La Belgique abrite également trois régions : flamande, wallonne et bruxelloise. Le « phénomène régional » constitue la réponse aux pressions des Wallons au sud du pays. Les politiciens de cette région ont en effet réagi face au vieillissement et au déclin de leur industrie dans les années 60, en réclamant un contrôle accru sur l’économie et une extension de leur autonomie. Une série de réformes a donc attribué aux régions des compétences, telles que la gestion du territoire au sens large (p. ex. l’environnement et l’utilisation du sol), la politique économique (p. ex. l’emploi, le commerce extérieur et l’agriculture) ainsi que l’organisation et le contrôle des entités politiques décentralisées

(p. ex. les provinces et les municipalités).

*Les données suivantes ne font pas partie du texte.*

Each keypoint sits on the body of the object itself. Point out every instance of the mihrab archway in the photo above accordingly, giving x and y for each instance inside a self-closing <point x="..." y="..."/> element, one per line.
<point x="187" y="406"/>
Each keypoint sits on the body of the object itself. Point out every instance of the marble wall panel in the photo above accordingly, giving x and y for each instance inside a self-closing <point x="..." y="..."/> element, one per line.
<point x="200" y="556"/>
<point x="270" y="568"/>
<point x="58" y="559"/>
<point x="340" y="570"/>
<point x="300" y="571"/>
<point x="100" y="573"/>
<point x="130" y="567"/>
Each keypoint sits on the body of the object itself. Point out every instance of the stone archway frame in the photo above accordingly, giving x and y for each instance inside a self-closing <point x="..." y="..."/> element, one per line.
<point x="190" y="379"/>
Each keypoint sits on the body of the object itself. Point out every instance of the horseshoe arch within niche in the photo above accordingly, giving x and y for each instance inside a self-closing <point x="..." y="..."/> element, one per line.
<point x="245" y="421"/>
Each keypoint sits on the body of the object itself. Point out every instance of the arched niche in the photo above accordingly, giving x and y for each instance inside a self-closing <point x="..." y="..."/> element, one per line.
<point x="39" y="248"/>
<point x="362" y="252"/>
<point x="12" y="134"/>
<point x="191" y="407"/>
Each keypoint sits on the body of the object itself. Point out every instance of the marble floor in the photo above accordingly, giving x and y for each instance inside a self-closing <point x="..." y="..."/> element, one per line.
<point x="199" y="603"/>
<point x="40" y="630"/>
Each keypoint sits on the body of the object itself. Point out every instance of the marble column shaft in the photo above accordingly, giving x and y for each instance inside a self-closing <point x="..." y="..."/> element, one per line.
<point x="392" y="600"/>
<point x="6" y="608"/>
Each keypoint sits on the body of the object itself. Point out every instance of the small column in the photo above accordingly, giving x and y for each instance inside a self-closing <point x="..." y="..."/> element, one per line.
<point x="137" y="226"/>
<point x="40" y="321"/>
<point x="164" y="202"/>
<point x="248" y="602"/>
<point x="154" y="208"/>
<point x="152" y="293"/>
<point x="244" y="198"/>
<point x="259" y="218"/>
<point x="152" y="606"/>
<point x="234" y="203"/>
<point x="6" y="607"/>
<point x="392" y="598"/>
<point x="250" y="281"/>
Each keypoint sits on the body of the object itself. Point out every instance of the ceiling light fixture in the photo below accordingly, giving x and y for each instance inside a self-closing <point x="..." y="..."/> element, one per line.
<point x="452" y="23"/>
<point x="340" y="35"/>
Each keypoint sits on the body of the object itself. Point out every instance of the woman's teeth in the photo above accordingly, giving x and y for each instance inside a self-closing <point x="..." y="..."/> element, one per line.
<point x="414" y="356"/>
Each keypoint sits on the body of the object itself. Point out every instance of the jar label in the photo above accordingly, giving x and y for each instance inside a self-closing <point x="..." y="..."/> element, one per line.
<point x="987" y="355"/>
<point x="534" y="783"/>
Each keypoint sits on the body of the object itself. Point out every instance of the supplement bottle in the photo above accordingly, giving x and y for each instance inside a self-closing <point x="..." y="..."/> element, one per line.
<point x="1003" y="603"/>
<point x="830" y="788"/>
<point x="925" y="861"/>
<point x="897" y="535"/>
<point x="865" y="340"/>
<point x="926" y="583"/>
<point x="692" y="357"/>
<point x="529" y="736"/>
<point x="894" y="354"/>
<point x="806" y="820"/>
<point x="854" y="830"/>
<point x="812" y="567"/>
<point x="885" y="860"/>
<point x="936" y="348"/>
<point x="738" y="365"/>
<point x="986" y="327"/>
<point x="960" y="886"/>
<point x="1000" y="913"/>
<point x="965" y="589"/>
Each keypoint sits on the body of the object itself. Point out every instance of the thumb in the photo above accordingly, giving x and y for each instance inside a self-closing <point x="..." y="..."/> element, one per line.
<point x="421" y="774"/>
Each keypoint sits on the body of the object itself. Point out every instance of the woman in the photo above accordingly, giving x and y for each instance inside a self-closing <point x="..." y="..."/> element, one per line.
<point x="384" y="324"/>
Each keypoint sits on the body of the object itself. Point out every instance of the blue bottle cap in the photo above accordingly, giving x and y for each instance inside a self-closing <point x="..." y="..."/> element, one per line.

Communautés et régions disposent toutes de leur propre législatif, appelé conseil, et d’un exécutif nommé gouvernement. En conséquence, le fédéralisme belge a entraîné une augmentation considérable des législateurs de même que, logiquement, des occasions de contentieux entre ces pouvoirs. Pour régler ces conflits, une cour constitutionnelle appelée Cour d’arbitrage (Arbitragehof) a été créée en 1980. En outre, les entités fédéréeset l’État fédéral peuvent rédiger des accords de coopération pour surmonter leurs désaccords. Et en cas de nécessité, des lois spéciales de réformes institutionnelles peuvent même rendre une telle coopération obligatoire.

    1. L’asymétrie. Le fédéralisme belge se caractérise également par son asymétrie, qui génère des disparités entre les entités politiques fédérées quant à leur organisation et à leurs compétences. À titre d’exemple, le statut de Bruxelles-Capitale diffère de celui des deux autres régions car, dans certains domaines, la région demeure soumise au contrôle de l’État fédéral. Un autre exemple touche l’article 137 de la Constitution, selon lequel le Conseil de la Communauté française et le Conseil de la Communauté flamande peuvent exercer les compétences respectivement de la Région wallonne et de la Région flamande. Or la Flandre a procédé à cette « fusion », mais pas la Wallonie.

    2. Inversement, la Constitution autorise la Communauté française à transférer l’exercice de certaines de ses compétences à la Région wallonne, dans la partie exclusivement francophone du pays, et à la Commission communautaire française à Bruxelles. Certains de ces transferts ont déjà été réalisés. Dès lors, les compétences communautaires ne sont plus identiques au nord et au sud du pays.
  1. La bipolarité. Dernière caractéristique du fédéralisme belge : son caractère bipolaire. L’évolution juridique de toute fédération est déterminée par l’ensemble des forces sociales présentes dans le pays. Démonstration supplémentaire de sa spécificité par rapport à d’autres fédérations, ces forces revêtent en Belgique une nature clairement bipolaire avec deux partenaires principaux, les communautés flamande et française.

Ces forces et les tensions qu’elles suscitent constituent les éléments dynamiques de l’évolution institutionnelle belge. Ainsi les réformes successives ont été développées comme des réponses pragmatiques et consensuelles apportées à des périodes de crise, et non pas comme un processus délibéré visant un objectif clair et défini par avance. La complexité des institutions belges résulte de ce pragmatisme. Mais elle est également le prix à payer pour éviter l’exacerbation des conflits intercommunautaires.